But Greg went with a first-time writer on the show, Steve Carell.
A copy of the “Casino Night” script.
GREG DANIELS: And Steve wrote it really well.
The pivotal scene happens near the episode’s end, when Jim and Pam run in to each other outside a company party. It’s a simple moment, just two people in a parking lot, spanning no more than two minutes of screen time. But behind the scenes, it became a tug-of-war between director Ken Kwapis and the writers.

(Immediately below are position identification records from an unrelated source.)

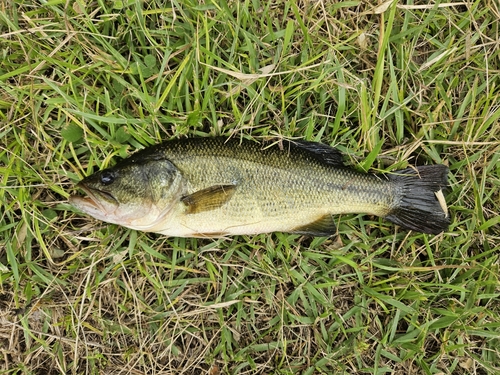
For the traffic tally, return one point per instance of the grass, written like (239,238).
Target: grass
(83,83)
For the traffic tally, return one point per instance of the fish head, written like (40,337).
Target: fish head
(135,193)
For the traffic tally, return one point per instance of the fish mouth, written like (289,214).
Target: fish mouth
(94,199)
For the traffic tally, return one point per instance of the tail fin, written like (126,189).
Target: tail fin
(419,207)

GREG DANIELS: Ken wanted to shoot it in a very straightforward fashion. And his reasoning, I think, was very sound. Which was, yes, yes, everybody loves the conceit and the mockumentary part. But now it’s about the characters, and the most entertaining and interesting thing is to see their faces. But the writing staff desperately wanted to lean in to the mockumentary. They thought it was our secret weapon.
JEN CELOTTA: I like it when you have to fill in the blanks. In the parking lot scene with Jim and Pam in “Casino Night,” I didn’t want to miss everything, I just wanted to be late to the party or find the shadow of them and hear them talking.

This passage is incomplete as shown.